Since all hurdles to the operationalisation of the SAFTA are now over, the moot question that would obviously agitate the minds of all concerned is: How far would Bangladesh be benefited by the arrangement? There is no denying that India with its vast array of exportable goods stands to be benefited more than anyone else. It already enjoys edge over all other members so far its exports to Bangladesh are concerned because of its close proximity and the price competitiveness. Imports from that country are expected to increase further due to tariff reduction by Bangladesh as agreed under the SAFTA. None should object to that since traders and industrialists would naturally rush to those sources where they would get goods and commodities of their requirement at competitive prices. But such an opportunity does not come without a price.
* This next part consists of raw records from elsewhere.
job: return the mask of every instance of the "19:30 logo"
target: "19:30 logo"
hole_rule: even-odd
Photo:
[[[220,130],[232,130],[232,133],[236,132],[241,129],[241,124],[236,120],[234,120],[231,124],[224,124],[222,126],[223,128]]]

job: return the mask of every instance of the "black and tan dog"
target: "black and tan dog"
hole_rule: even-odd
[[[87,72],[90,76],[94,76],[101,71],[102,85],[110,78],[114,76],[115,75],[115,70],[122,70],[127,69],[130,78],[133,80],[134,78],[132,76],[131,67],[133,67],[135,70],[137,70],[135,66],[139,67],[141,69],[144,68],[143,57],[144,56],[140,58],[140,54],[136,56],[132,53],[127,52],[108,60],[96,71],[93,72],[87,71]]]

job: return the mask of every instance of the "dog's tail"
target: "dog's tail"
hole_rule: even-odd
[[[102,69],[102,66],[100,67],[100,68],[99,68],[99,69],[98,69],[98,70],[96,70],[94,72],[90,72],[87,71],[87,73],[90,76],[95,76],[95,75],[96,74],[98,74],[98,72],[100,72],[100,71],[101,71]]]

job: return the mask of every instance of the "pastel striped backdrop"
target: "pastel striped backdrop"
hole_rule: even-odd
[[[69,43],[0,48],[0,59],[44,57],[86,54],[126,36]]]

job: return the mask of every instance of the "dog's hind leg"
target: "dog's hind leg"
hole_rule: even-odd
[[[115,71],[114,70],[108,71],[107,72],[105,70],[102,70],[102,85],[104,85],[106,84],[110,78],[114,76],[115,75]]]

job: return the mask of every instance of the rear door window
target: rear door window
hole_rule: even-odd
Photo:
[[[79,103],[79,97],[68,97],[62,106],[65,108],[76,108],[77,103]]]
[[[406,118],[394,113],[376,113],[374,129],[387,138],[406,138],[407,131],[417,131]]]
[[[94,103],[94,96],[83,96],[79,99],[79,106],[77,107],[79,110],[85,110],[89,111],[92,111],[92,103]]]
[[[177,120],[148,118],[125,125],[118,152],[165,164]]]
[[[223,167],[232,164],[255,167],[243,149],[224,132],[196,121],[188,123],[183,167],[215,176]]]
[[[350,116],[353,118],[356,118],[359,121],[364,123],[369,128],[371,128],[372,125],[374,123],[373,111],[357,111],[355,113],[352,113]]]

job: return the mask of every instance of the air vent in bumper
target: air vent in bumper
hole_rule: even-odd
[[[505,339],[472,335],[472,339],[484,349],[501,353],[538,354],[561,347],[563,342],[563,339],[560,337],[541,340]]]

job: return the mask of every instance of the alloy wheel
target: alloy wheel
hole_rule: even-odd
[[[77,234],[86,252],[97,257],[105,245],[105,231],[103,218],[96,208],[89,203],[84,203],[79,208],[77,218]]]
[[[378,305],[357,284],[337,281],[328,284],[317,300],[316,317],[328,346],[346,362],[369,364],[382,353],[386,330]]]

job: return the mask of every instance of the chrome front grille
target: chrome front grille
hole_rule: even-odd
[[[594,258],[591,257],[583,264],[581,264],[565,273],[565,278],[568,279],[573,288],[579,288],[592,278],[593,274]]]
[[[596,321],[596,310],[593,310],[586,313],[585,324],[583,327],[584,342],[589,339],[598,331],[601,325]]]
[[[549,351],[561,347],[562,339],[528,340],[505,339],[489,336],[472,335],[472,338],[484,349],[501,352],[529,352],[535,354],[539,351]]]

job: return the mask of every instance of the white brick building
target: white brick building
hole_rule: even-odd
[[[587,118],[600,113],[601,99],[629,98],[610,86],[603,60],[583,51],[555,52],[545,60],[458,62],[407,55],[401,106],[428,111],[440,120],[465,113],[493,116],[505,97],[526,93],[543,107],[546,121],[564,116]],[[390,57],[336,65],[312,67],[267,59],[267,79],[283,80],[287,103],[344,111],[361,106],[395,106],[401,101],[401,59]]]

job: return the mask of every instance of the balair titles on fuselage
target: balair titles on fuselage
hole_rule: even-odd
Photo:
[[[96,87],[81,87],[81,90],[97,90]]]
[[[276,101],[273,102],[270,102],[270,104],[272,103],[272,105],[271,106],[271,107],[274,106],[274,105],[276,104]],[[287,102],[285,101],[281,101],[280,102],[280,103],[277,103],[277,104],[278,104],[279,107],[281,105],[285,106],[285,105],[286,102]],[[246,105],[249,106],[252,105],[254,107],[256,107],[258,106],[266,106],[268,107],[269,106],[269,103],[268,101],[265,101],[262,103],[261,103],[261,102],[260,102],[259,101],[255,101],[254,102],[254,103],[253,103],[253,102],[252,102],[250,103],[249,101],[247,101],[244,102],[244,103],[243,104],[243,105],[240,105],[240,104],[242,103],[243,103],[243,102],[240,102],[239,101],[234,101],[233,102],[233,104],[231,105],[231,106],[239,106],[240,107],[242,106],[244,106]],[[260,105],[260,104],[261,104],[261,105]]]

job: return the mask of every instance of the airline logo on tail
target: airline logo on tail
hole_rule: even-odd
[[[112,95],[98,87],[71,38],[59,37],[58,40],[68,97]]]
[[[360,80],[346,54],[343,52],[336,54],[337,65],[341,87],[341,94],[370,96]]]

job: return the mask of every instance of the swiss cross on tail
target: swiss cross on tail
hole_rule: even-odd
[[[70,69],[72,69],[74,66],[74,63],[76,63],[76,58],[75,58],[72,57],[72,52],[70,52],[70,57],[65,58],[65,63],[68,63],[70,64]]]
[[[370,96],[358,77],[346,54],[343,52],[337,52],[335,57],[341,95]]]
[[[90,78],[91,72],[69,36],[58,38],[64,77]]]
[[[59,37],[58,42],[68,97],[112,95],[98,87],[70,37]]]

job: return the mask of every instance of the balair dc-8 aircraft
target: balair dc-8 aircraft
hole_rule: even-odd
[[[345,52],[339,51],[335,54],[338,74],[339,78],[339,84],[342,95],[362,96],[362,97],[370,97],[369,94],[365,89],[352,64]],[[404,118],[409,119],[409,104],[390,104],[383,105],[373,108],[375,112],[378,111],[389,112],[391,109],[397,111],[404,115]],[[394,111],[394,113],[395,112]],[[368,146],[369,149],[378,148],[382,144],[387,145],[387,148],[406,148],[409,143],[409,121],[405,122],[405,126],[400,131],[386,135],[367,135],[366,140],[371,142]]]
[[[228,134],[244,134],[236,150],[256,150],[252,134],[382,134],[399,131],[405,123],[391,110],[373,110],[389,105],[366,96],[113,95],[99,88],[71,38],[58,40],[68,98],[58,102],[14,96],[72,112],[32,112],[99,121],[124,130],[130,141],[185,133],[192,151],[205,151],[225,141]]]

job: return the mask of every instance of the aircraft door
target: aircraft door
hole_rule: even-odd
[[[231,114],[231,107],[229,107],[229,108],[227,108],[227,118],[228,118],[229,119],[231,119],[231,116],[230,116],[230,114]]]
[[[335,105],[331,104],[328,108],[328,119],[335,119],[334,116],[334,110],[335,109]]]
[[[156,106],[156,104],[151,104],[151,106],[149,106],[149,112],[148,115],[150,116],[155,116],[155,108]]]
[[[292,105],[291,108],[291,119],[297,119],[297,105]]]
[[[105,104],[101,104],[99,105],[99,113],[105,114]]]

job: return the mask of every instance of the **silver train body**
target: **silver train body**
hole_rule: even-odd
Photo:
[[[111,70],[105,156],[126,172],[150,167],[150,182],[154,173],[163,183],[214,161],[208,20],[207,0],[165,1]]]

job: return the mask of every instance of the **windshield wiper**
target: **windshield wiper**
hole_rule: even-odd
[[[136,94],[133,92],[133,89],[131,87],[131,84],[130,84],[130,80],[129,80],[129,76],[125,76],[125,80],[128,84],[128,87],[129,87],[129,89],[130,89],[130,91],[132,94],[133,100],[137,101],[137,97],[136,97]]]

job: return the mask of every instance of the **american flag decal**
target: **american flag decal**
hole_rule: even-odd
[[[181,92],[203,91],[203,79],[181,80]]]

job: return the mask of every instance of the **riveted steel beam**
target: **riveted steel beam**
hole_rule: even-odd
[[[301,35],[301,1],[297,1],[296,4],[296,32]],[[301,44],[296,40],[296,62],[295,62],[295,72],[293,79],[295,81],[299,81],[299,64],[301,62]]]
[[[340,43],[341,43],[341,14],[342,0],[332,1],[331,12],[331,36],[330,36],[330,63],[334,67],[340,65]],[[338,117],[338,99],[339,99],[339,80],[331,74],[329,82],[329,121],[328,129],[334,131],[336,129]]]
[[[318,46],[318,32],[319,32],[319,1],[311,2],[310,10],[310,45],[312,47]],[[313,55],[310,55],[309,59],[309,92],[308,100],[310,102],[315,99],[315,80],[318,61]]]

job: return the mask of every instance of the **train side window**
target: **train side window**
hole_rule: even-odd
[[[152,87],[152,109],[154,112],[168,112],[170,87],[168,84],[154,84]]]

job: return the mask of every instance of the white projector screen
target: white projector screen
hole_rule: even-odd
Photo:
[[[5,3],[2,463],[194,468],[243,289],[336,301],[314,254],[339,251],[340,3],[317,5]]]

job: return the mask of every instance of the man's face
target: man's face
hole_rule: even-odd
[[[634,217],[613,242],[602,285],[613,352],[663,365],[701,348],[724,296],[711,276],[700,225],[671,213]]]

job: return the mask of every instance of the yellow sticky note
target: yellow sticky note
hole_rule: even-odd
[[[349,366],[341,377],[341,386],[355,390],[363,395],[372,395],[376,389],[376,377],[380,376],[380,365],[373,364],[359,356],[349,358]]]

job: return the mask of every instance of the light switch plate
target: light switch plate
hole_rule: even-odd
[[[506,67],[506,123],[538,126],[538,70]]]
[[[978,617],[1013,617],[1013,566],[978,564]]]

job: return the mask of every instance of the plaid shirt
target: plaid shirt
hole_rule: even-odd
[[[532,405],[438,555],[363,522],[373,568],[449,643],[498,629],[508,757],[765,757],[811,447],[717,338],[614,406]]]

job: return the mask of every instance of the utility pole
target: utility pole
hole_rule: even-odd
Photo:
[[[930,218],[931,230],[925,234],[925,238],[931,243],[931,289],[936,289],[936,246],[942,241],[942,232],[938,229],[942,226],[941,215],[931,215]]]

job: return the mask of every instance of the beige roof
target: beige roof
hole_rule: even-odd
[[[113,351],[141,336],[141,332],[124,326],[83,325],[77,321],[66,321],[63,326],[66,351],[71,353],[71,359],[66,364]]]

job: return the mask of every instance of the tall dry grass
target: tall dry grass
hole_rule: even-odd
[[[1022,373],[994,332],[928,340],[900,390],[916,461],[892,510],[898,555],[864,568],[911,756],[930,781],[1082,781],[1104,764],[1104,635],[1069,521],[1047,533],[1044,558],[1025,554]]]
The country would be losing a substantial amount of revenue in the form of reduced duties and the domestic industries would come under an uneven competition from cheaper imported goods. To address these two particular problems, the issues of negative list of products and compensation mechanism for the least developed members of the SAARC were included in the negotiations on the SAFTA. The conflicting interests of member countries coupled with political mistrust had often clouded the prospect of the SAFTA. Since the details of the final negotiations on negative lists and compensation mechanism are yet to be made public, it is difficult to say how best the interest of Bangladesh has been protected.
Reportedly, India has agreed to give duty-free access to up to 6.0 million pieces of readymade garments from Bangladesh every year provided the latter imports the required fabrics from the former. Bangladesh has sought similar facility from Pakistan. Islamabad would soon convey its decision on the issue. It does not seem befitting that Bangladesh would concentrate its focus on one single product everywhere. Unfortunately, our entrepreneurs have not employed their best efforts to diversify exports and become competitive in other areas. The SAFTA offers an opportunity to boost exports in the regional countries. The government and local entrepreneurs should make all out efforts to exploit fully.